Food inflation: After 15 years of low prices, France is changing times


Pushing the trolley through the aisles of a supermarket has not been a cakewalk for several months. In the coming weeks, the operation is likely to be even more depressing, especially for the most modest households, for whom food weighs heavily on the budget. Inflation, 12.6% in December 2022, as the latest figure from INSEE, will not drop. For Bruno Le Maire, Minister of the Economy who is in a hurry to get out of “whatever the cost”, the rise in prices on the shelves is “The main subject” of the new mandate. a point “extreme vigilance”, he pointed out during his vows to the media. Especially since green growth and relocations will automatically push prices up.

Commercial negotiations under pressure

For food and consumer products, such as laundry detergent or shampoo, the price increases negotiated between manufacturers and large retailers for 2023 are considerable, about 20% on average according to the head of System U , Dominique Schelcher. They explain the unprecedented tensions that have shaken, in recent days, the start of the traditional annual price negotiations. The makers there reminded aloud that they had not entered yet “in the hard”. The cost of certain agricultural raw materials, various categories of packaging products and modes of transportation has stopped increasing, but the impact of the energy crisis on their production costs is yet to come. A large number of companies receive electricity supply through a fixed price contract for a contractual period. Most of these contracts expired at the end of 2022 or will expire in 2023. For companies whose contract is indexed to the market price, the bill will soar.
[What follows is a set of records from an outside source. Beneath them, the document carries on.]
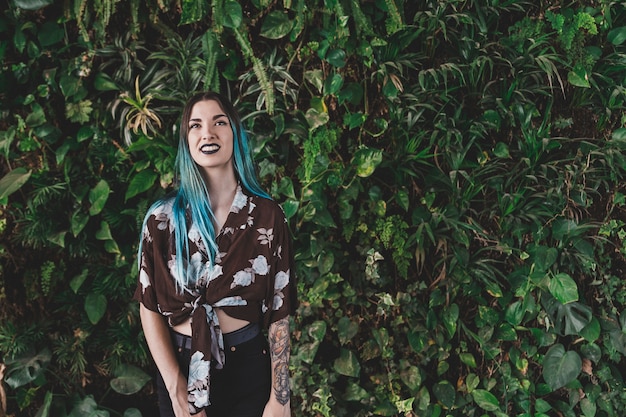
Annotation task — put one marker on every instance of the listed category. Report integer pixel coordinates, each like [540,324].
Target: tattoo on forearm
[279,348]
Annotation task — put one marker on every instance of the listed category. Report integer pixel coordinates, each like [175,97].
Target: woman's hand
[274,409]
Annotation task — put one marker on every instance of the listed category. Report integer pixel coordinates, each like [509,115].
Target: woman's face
[210,137]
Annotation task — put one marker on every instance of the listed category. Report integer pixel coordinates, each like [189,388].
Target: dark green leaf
[563,288]
[486,400]
[129,379]
[32,4]
[95,307]
[12,181]
[233,14]
[276,25]
[347,364]
[617,36]
[142,181]
[560,367]
[445,392]
[366,160]
[98,197]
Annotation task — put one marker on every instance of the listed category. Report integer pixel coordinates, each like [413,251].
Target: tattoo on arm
[279,348]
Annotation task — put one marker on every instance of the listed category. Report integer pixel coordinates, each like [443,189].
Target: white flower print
[216,271]
[239,201]
[242,278]
[198,369]
[144,279]
[281,280]
[266,236]
[278,300]
[259,265]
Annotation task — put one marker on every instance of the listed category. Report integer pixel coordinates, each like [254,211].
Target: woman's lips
[209,148]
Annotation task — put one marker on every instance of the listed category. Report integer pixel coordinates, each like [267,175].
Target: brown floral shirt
[251,279]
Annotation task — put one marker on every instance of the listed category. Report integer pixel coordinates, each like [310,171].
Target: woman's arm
[158,339]
[278,404]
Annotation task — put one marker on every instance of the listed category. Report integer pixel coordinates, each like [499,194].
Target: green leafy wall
[451,171]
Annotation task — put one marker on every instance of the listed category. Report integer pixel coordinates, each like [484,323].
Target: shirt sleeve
[145,291]
[281,298]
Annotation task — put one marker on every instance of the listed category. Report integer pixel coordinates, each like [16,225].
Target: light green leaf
[233,14]
[142,181]
[192,11]
[95,307]
[32,4]
[346,329]
[579,77]
[347,364]
[486,400]
[445,392]
[98,197]
[560,367]
[276,25]
[563,288]
[366,160]
[12,182]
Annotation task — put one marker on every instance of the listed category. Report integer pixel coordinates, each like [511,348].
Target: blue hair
[192,199]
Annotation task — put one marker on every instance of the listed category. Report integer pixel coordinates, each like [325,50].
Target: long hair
[192,199]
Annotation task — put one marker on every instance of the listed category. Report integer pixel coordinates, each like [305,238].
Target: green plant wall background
[451,171]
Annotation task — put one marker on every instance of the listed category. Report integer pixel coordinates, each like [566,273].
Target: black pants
[240,389]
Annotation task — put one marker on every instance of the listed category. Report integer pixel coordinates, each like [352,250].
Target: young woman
[216,273]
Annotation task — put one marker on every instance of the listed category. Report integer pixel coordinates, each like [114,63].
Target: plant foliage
[451,170]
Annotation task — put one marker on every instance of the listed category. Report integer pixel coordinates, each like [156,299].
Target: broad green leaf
[450,318]
[129,379]
[346,330]
[486,400]
[588,407]
[25,369]
[276,25]
[78,221]
[468,359]
[515,313]
[104,233]
[591,332]
[563,288]
[142,181]
[412,378]
[366,160]
[50,33]
[233,14]
[347,364]
[578,77]
[617,36]
[95,307]
[192,11]
[354,392]
[78,280]
[32,4]
[98,197]
[12,181]
[445,392]
[132,412]
[560,367]
[336,58]
[333,84]
[290,208]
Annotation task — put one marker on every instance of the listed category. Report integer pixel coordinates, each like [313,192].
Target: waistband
[235,338]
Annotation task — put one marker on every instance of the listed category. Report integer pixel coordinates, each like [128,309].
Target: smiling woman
[209,287]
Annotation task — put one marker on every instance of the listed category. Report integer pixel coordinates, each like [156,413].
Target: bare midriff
[227,323]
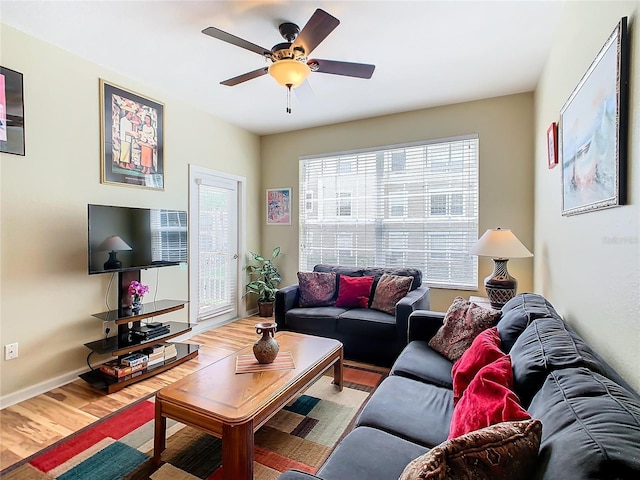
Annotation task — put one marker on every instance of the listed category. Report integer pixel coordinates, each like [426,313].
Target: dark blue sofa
[590,416]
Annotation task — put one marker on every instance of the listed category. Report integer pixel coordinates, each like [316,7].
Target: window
[413,205]
[168,236]
[344,204]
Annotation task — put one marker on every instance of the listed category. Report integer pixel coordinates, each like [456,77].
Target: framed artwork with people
[131,137]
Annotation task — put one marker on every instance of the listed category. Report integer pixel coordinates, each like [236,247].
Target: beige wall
[47,297]
[588,265]
[504,126]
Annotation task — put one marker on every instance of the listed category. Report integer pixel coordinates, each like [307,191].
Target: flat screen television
[127,238]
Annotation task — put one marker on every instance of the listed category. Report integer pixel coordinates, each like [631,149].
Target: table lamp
[501,245]
[112,245]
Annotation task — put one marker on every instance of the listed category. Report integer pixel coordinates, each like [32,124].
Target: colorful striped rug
[120,446]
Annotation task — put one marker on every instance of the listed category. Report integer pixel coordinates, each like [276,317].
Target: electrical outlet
[11,351]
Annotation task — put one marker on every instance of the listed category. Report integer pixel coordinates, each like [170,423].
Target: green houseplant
[265,280]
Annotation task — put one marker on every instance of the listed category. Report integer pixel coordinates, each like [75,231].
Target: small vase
[136,305]
[266,348]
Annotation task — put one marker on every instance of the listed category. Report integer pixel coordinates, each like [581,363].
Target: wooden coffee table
[233,406]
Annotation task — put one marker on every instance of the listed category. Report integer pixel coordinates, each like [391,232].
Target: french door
[215,223]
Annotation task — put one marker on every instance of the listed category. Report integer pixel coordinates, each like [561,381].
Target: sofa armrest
[297,475]
[417,299]
[286,299]
[423,324]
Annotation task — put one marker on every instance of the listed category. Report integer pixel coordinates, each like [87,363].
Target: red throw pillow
[353,292]
[487,400]
[484,350]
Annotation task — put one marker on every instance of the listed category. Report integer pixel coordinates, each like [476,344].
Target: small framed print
[279,206]
[11,112]
[552,145]
[131,143]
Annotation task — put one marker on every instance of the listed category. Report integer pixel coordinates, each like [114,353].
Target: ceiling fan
[290,63]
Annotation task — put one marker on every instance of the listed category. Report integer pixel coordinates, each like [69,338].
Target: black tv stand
[124,342]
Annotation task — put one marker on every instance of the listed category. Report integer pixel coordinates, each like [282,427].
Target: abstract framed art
[132,138]
[11,112]
[552,145]
[593,131]
[279,206]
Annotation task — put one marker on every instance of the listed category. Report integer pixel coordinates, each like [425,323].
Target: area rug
[120,446]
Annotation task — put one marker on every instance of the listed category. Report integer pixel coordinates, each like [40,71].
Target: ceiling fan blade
[348,69]
[237,41]
[246,76]
[319,26]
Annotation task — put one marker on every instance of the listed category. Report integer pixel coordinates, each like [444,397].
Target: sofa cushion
[420,362]
[367,323]
[591,427]
[462,323]
[484,350]
[354,292]
[488,400]
[390,289]
[544,346]
[518,313]
[505,451]
[416,411]
[316,289]
[318,320]
[369,453]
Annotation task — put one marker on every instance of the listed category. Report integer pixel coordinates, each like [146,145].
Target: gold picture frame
[131,138]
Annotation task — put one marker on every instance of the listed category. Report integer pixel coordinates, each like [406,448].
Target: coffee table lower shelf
[109,384]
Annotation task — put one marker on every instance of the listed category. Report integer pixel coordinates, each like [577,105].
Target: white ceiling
[427,53]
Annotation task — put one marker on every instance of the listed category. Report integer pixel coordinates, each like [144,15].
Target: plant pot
[265,309]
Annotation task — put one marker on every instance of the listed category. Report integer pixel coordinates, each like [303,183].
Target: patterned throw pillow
[504,451]
[389,291]
[353,292]
[462,323]
[316,289]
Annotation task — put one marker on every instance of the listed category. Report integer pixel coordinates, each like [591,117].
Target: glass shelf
[150,309]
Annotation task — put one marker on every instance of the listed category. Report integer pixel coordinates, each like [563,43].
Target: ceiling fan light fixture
[289,72]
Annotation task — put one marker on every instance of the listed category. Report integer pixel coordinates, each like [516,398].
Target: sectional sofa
[590,416]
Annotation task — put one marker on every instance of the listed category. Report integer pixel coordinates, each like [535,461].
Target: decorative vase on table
[266,348]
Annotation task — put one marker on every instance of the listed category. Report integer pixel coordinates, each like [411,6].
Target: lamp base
[113,263]
[500,286]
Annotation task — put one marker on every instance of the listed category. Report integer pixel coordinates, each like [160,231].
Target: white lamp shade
[500,243]
[289,72]
[113,244]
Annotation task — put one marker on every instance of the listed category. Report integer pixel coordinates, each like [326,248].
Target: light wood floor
[30,426]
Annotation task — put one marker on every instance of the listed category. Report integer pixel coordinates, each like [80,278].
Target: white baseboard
[43,387]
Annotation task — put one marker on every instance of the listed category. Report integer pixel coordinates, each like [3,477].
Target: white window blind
[216,279]
[168,236]
[412,205]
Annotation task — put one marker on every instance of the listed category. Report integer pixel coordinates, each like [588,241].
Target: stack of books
[131,364]
[155,353]
[170,351]
[115,369]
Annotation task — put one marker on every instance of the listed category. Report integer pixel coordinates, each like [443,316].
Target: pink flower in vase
[137,291]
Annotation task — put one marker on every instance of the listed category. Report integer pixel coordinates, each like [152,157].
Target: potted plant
[265,281]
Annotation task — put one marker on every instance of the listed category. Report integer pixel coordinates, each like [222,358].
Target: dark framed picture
[131,137]
[552,145]
[11,112]
[593,131]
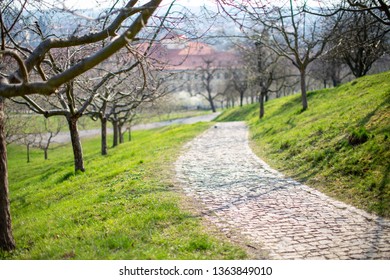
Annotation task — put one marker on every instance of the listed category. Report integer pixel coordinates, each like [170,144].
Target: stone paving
[243,196]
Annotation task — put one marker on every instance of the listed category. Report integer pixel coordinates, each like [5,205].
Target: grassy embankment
[123,207]
[340,145]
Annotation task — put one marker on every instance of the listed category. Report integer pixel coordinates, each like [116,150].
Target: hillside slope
[125,206]
[340,145]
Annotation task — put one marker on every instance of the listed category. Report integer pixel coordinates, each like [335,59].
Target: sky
[85,4]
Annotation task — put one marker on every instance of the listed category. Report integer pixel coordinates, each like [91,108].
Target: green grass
[340,145]
[123,207]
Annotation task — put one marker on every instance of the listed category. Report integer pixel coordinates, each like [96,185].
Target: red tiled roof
[191,57]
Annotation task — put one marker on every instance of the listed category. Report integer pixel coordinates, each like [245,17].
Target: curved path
[245,198]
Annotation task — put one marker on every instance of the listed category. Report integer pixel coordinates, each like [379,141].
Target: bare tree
[359,41]
[47,135]
[293,35]
[207,87]
[121,28]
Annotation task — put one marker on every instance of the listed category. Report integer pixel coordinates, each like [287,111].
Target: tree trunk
[76,144]
[120,134]
[261,102]
[211,101]
[103,121]
[303,90]
[115,135]
[28,152]
[7,242]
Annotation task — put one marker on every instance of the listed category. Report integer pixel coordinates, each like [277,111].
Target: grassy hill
[123,207]
[340,145]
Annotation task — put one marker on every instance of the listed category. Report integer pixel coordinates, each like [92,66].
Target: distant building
[186,62]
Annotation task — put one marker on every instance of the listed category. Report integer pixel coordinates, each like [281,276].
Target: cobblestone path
[242,196]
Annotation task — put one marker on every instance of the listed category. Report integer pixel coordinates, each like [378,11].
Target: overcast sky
[83,4]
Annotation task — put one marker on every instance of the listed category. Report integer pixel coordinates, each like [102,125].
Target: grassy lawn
[340,145]
[123,207]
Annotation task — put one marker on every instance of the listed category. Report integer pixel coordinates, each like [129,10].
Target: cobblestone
[240,193]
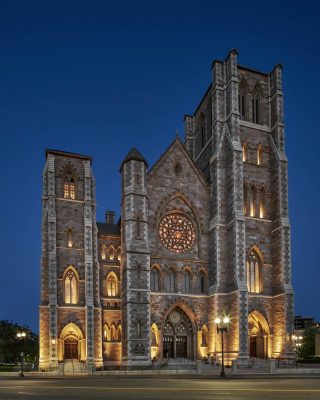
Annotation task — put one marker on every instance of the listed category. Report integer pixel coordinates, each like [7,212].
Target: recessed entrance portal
[71,344]
[178,336]
[259,334]
[71,348]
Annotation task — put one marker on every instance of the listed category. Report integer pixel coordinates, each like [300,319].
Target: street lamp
[222,326]
[21,336]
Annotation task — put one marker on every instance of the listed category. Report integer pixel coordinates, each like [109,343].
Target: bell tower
[135,261]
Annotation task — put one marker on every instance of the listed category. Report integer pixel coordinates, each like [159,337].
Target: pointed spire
[133,154]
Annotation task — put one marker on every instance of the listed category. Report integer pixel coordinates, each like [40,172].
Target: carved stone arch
[71,343]
[68,268]
[258,334]
[256,248]
[186,309]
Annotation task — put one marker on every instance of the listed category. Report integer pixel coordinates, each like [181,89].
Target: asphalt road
[159,388]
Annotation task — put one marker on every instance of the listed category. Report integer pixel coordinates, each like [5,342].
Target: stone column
[136,262]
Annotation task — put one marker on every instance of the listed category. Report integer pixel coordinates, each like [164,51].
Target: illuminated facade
[203,233]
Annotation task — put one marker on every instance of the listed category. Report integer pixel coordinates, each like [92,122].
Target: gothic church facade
[203,233]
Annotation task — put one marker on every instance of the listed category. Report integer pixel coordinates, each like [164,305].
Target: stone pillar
[52,307]
[88,258]
[136,262]
[281,234]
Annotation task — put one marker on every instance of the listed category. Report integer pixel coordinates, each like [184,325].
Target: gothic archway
[259,335]
[178,336]
[71,340]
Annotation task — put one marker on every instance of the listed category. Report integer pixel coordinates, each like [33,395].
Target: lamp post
[222,326]
[21,336]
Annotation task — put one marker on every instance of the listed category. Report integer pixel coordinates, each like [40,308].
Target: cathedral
[204,234]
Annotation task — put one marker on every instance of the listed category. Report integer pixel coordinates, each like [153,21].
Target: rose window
[177,232]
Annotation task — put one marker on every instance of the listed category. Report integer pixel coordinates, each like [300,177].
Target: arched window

The tools to advocate for consumers, farmers, manufacturers and distributors already exist

Moved by the call of the bakers during the galette de l’Élysée, Emmanuel Macron asked that a gesture be made in favor of companies with fewer than 9 workers. They had “A guaranteed automatic rate” funded by the state. SMEs will have access “a damping device”. Large groups will not be able to count on state support to benefit from better rates. Despite everything, he made a gesture in his direction by proposing the reworking of the legislative framework for commercial negotiations. The bill of the Renaissance deputy Frédéric Descrozaille, voted unanimously this week, will not pass in the annals of the Assembly. It should only have a limited effect on the price of the tags. “The tools to defend consumers, farmers, manufacturers and distributors already exist, underlines Olivier Andrault, UFC-Que Choisir expert. Just enforcing the law. »

opposing forces

Bercy has been working for a few days on a measure presented as an anti-inflation basket. Distributors would be invited to choose 20 referrals that they could offer at a reduced price for an as yet undefined period. Each sign would compose the basket as it wishes. “Choosing 20 products when they are all affected is just a trick to lull the consumer”, outraged Olivier Andrault.

On the one hand, global commodity prices are in a slump, on the other, energy price increases are ahead of us.

For Denis Ferrand, CEO of Rexecode, the inflationary shock is currently divided between two opposing forces. “On the one hand, global commodity prices are in a recession phase, on the other hand, energy price increases are ahead”, formula Whatever the price consequences of the current trade negotiations, measuring the real evolution of food inflation between now and the end of the year is almost impossible.

The French have begun to change their habits

“The prices that leave the farms, therefore upstream, are still 30% higher than in November 2019”, assures the economist. In his eyes, it should be untangled “causal tree”, but in the end everyone will have to take their share of the increase. Fueled since Covid by various aid measures, including the energy tariff shield, the French realized in the second half that they had decidedly changed their era, after fifteen years of deflation and broken prices.

They began to change their habits by reducing the contents of their cart. They sacrifice their purchases of organic products, meat and fish and favor private labels, which discounters have made their specialty. “Now they practice devaluation: they learn to buy cheaper, look for promotions, reduce their volumes”, describes Gaëlle Le Floch, Kantar’s specialist consumer goods marketing director. “Purchasing power remains their number one concern”, she adds. The coming months could give way to the search for waste and recycling, two safe and… sustainable values.